Long vs. wide format, and gather()

reading time: 10 min.

A quite common task in data analysis is to change a dataset from wide to long format.

For example, this is a dataset in wide format:

Is is called wide, as, well, it is wide – several columns side by side.

For example, assume, we have measured a number of predictors (here: predictor_1, predictor_2, predictor_3), and an outcome measure (here: outcome). In this case, each variable is dichotomous (either yes or no).

For plotting, eg. using ggplot2, we have to convert this format to long format. Long datasets look like this:

So, non really surprising, the dataset is now longer than in wide format.

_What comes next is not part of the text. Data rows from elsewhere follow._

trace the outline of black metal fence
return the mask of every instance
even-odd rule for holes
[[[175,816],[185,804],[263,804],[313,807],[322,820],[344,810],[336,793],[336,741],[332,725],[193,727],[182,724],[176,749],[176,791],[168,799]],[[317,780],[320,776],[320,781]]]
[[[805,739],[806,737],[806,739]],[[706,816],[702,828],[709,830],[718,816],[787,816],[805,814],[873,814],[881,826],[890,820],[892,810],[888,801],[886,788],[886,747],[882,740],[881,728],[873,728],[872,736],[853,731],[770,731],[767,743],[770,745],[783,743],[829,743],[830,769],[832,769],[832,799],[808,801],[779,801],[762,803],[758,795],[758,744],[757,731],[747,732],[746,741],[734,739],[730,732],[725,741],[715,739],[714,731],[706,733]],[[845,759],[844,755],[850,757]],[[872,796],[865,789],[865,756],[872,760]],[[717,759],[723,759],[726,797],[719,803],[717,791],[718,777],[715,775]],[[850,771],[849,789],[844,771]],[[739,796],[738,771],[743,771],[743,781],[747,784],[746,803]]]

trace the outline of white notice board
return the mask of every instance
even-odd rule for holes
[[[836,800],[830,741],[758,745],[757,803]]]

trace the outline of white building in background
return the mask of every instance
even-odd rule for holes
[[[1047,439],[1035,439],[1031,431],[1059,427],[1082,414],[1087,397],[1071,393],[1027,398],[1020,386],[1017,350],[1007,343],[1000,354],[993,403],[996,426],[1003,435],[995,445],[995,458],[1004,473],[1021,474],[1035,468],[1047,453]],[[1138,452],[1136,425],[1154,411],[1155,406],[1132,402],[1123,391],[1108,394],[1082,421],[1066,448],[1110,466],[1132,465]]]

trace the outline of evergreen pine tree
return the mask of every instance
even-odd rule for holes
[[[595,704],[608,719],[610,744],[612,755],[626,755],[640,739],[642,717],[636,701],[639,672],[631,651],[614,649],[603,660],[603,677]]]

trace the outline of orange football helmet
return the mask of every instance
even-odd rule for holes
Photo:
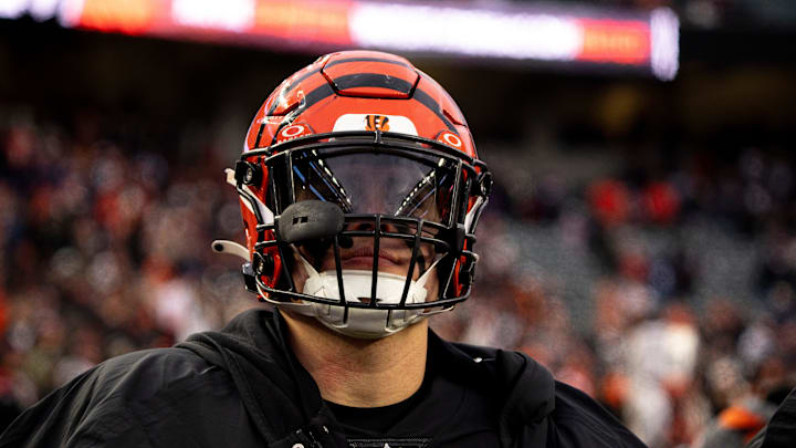
[[[491,175],[457,104],[404,58],[337,52],[286,79],[228,180],[245,248],[213,248],[247,259],[263,301],[380,337],[470,295]]]

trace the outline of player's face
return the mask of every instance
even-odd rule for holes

Hence the name…

It was converted in a certain way. Look at the two figures (and the color scheme). The 4 columns are now 3: All of the predictors are now paired in two colums: key and value. In the key column we find the names of the former columns as entries; in the value column we find the entries of those columns as entries (check the colors).

We easily see that the variable outcome was not paired. Before and after the convertion, it happily resides in its own, whole column. We often want a non-paired column, as we need it for eg., facetting.

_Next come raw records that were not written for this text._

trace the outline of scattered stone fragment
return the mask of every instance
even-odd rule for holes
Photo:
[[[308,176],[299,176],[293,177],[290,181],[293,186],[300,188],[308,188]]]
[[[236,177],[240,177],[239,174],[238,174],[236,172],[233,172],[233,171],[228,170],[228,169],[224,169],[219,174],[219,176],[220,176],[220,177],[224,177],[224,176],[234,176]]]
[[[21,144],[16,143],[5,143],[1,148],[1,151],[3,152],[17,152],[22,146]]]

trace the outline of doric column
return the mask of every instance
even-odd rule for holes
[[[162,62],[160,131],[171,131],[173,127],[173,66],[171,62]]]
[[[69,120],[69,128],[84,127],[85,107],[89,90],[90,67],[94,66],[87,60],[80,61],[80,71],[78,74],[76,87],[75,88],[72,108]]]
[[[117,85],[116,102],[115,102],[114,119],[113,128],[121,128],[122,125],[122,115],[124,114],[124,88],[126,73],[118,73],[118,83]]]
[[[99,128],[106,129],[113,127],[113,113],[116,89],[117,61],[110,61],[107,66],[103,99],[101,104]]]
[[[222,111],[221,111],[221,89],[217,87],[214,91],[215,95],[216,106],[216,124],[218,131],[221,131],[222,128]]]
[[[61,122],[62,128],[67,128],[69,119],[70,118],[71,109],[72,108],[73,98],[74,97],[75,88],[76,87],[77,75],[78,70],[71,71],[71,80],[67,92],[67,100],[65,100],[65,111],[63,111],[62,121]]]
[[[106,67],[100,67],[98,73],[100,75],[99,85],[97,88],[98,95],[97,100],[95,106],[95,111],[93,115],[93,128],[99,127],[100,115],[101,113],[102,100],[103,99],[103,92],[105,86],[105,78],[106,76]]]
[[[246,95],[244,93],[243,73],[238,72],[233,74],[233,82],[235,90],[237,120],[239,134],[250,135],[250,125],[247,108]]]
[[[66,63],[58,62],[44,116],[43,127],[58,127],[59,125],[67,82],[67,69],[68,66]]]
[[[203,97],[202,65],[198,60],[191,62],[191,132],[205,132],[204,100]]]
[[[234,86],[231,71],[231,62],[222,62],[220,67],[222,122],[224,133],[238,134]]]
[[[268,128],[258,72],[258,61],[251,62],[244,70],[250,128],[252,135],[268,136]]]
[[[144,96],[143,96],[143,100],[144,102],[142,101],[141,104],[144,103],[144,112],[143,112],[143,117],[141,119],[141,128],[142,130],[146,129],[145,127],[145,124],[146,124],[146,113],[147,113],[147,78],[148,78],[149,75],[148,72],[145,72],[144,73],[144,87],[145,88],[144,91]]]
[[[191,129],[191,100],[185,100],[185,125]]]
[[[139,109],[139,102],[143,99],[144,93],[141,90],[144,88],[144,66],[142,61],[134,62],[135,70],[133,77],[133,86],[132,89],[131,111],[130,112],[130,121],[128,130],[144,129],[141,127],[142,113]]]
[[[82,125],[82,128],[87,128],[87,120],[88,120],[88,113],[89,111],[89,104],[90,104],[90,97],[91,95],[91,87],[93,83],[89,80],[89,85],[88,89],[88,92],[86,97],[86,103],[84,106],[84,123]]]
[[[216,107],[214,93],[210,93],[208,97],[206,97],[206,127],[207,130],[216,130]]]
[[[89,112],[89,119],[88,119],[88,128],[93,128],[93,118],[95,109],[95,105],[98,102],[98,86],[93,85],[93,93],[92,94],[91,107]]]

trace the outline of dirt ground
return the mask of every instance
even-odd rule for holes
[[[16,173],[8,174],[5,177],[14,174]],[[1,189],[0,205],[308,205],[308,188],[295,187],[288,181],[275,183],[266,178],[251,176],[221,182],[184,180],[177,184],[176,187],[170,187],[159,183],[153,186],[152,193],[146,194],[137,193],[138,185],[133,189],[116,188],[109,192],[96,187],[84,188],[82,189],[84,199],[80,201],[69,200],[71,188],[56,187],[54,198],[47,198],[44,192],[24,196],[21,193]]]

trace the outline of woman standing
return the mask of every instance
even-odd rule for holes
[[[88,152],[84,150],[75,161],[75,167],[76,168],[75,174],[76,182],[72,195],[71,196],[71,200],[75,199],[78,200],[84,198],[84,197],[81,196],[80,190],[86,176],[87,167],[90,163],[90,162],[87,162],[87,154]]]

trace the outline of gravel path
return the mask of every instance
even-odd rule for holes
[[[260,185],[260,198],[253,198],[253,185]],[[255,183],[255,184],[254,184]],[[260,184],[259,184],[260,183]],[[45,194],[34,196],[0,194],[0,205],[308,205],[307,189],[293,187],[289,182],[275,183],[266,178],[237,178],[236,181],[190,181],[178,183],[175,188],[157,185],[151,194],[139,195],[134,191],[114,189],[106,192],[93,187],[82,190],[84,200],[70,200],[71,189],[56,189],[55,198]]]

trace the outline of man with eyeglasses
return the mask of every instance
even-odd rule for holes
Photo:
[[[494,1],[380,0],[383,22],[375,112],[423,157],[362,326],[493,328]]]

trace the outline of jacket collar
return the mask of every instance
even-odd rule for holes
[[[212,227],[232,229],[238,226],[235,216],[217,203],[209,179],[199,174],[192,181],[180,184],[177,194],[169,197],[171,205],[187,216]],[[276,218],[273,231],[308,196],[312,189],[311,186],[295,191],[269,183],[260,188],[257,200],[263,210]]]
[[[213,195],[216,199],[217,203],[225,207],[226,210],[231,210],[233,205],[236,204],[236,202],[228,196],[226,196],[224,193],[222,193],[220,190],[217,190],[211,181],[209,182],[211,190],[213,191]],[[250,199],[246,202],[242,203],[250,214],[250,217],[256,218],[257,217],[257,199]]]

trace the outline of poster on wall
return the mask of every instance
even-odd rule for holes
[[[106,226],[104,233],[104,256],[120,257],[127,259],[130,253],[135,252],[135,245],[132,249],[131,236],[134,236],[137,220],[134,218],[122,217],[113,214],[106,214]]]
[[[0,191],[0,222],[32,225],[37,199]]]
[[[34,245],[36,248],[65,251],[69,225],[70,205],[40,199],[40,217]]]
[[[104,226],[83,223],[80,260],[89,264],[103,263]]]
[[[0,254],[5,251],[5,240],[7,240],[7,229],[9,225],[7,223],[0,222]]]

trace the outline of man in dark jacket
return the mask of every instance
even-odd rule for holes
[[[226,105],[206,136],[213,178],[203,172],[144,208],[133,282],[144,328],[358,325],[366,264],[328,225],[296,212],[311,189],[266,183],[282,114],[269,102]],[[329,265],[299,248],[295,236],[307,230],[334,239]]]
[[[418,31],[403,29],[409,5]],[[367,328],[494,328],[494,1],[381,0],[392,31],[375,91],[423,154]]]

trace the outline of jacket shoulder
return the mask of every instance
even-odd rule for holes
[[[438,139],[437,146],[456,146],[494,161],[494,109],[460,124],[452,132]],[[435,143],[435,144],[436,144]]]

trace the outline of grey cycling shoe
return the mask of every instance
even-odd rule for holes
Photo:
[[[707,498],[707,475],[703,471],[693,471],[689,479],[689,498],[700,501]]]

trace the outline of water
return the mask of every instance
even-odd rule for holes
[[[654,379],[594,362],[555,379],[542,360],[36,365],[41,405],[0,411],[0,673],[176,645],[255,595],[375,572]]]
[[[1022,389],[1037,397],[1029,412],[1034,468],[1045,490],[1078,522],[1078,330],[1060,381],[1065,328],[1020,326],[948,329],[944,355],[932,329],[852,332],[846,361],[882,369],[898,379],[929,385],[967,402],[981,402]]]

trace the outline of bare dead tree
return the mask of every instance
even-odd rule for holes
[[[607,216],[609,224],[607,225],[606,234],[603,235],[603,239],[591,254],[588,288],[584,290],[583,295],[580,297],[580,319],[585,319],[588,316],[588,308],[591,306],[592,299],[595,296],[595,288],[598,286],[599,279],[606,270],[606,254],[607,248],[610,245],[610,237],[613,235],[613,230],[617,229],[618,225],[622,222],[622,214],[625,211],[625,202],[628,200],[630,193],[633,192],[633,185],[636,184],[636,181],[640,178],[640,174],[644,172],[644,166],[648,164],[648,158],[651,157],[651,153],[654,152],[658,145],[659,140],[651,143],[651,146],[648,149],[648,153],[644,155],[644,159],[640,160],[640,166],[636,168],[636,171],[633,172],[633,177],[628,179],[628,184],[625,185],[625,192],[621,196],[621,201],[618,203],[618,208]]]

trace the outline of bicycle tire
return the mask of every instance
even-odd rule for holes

Let’s visualize this transformation. First, we look at the transformation of the values:

Second, let’s look at the transformation of the keys (column headers), and the outcome variable, which will not be paires (remains in its own, complete, tidy column):

So let’s see the tidyr and dplyr code:


data(Wage, package = "ISLR")

Wage %>%
  mutate(wage_f = ntile(wage, 2)) %>%  # bin it
  mutate(wage_f = factor(wage_f, labels = c("low_wage","high_wage"))) %>%
  select(health, race, wage_f) %>%
  gather(key = predictor, value = pred_value, -wage_f) %>%
  ggplot(aes(x = pred_value, fill = predictor)) + geom_bar() + facet_wrap(~wage_f) +
## Warning: attributes are not identical across measure variables; they will
## be dropped

The plot itself is not particular useful as it is, but at times you will want such a type of plot. And many R functions built on the long format.